La Cour suprême de Russie a interdit lundi au parti libéral Iabloko de participer aux élections législatives prévues en septembre, un coup d'arrêt pour la seule formation politique antiguerre encore en lice. Le parti, qui espérait capitaliser sur le mécontentement lié au conflit en Ukraine, avait pourtant reçu le feu vert de la Commission électorale centrale, mais un recours déposé par une formation nationaliste pro-Kremlin a abouti à cette décision.

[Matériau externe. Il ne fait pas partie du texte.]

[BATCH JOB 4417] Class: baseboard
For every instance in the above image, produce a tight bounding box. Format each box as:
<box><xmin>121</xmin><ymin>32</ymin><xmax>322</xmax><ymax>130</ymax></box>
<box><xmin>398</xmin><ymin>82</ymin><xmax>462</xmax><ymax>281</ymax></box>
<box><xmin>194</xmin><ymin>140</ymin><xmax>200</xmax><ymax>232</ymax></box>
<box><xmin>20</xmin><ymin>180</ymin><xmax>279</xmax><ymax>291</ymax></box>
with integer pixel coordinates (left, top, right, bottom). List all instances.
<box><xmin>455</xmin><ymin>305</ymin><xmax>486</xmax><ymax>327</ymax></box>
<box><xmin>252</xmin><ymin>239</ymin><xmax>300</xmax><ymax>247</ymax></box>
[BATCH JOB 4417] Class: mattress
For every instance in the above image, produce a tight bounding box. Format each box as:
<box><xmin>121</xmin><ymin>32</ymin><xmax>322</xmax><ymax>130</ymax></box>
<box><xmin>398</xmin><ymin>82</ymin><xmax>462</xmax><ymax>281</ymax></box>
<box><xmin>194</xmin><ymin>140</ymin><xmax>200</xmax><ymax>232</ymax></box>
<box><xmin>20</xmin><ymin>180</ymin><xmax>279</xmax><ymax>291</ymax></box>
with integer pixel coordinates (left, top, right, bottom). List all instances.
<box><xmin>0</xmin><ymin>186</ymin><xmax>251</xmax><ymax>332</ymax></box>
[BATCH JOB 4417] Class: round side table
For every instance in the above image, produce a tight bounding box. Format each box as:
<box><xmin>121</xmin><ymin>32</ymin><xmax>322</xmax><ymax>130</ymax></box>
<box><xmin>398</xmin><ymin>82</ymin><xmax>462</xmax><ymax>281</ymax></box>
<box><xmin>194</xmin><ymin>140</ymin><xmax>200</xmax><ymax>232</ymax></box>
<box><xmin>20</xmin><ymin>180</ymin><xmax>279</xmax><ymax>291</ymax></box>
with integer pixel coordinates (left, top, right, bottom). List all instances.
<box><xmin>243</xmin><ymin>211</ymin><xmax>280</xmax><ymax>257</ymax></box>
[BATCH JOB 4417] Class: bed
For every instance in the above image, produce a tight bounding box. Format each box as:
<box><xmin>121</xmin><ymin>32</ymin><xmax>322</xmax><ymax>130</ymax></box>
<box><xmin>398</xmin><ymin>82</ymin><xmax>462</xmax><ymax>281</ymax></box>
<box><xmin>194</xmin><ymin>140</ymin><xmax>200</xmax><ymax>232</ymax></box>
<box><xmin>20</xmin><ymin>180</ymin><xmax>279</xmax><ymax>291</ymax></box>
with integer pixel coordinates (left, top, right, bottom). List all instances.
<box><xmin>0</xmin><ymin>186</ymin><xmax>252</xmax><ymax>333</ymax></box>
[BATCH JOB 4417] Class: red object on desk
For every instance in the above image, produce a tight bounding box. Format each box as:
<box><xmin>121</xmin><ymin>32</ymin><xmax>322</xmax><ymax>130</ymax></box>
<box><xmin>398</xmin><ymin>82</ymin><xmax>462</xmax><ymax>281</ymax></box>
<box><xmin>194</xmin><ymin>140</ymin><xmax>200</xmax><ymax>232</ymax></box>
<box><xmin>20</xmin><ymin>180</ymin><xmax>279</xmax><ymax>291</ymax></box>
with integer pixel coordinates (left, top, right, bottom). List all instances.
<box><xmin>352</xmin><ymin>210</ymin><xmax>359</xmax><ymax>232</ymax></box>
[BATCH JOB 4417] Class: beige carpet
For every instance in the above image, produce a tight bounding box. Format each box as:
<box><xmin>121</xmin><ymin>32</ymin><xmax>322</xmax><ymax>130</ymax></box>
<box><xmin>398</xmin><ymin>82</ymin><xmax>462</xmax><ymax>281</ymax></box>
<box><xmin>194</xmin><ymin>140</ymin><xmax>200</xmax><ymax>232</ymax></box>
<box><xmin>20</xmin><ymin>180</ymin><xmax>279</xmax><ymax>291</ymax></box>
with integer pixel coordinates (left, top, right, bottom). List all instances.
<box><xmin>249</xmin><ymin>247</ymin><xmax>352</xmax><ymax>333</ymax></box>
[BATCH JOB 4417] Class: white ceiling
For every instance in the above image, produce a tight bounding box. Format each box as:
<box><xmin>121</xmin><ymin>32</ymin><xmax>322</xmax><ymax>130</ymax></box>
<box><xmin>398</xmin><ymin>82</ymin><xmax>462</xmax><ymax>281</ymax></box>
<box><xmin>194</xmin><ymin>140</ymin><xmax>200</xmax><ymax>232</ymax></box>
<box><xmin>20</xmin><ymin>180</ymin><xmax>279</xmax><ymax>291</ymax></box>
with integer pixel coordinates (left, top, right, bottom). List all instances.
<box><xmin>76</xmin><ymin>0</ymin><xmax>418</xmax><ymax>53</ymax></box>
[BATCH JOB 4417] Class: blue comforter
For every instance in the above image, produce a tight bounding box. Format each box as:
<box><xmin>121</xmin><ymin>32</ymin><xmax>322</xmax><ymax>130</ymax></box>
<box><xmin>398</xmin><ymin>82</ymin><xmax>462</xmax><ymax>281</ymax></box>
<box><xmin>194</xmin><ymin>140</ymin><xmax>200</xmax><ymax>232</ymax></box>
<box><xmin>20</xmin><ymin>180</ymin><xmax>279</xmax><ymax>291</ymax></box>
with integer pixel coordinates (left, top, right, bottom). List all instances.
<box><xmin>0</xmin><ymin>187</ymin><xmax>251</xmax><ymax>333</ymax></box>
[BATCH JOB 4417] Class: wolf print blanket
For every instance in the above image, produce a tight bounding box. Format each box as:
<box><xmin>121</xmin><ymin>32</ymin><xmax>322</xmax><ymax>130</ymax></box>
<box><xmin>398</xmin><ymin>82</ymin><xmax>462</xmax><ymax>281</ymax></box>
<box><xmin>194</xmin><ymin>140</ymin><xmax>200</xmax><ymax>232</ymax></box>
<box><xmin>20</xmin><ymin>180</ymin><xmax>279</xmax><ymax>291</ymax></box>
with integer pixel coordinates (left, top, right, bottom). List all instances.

Le parti maintient sa campagne malgré l'interdiction

« Nous continuerons à œuvrer en Russie. Nous ne suspendons en aucun cas la campagne électorale », a déclaré Nikolaï Rybakov, le chef du parti, cité par RFI. Selon lui, 130 de ses membres resteront inscrits en tant que candidats, tandis qu'un appel de la décision est envisagé. Le parti, qui se présentait avec le programme « Pour la paix et la liberté ! Pour une vie sans peur ! », ne compte pas abandonner la bataille.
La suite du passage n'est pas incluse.